News in Brief: April 10
Written by The Flat Hat|
April 10, 2009
*Governor announces grants to buy foreclosed homes*
Virginia Governor Tim Kaine announced the Neighborhood Stabilization Program Monday to ease the impact of foreclosures due to the housing crisis on neighborhoods statewide. The program, which awards over $7 million in grants, will allow localities to purchase and rehabilitate foreclosed homes so that they can be sold to low or middle-income families.
“Although our top priority is to help hardworking families avoid foreclosure in the first place, Virginia must also ensure abandoned homes don’t hurt local economies further by bringing down the value of nearby properties,” Kaine said in a press release.
Grants are being awarded to Loudon County, Spotsylvania County, Caroline County, Stafford County and the City of Fredericksburg.
*Kaplan launches Facebook apps to help students*
Kaplan Higher Education, which offers test preparation materials, higher education classes and tutoring, has launched “The Qbank Challenge” to help students prepare for undergraduate and graduate entrance exams. The suite of Facebook applications has daily, timed quizzes with questions drawn from Kaplan’s test preparation material. Users can earn points through their performance and then use them toward rewards on Kaplan materials, such as discounts on Kaplan books.
“As students have migrated to new channels, such as Facebook, we have adapted our materials and offerings in ways that make the most of these media,” Barry Tonoff, director of marketing at Kaplan, said in a press release. “Through the Facebook application, students will have access to a supplemental test prep resource relevant to their lifestyle.”
Current applications are focused on SAT, GMAT, LSAT, MCAT, USMLE and NCLEX exam preparation.

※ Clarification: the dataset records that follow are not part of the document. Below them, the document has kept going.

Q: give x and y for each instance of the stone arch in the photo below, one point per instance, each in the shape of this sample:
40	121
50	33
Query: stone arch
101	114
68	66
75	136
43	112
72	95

*Funds announced for Health and Human Services*
Vice President Joe Biden announced the allocation of over $40 million in funds for childcare and disease prevention in Virginia Thursday. This plan is part of a $2 billion nationwide Child Care and Development Fund, which also includes the allocation of another $300 million for vaccines.
Health and Human Services programs in Virginia will receive $37,891,741 from the Recovery Act for disease prevention and childcare. Another $5,419,971 is being provided through grants to ensure that more Americans can receive access to vaccines. Most of the funding for vaccines is being distributed through the Center for Disease Control’s immunization program.
“Parents are worried about finding a job or keeping the job they have, and they shouldn’t have to worry about affording quality childcare,” Biden said in his announcement during National Public Health Week. “Safe, affordable, high-quality child care gives working parents the peace of mind they need to be stable, dependable employees.”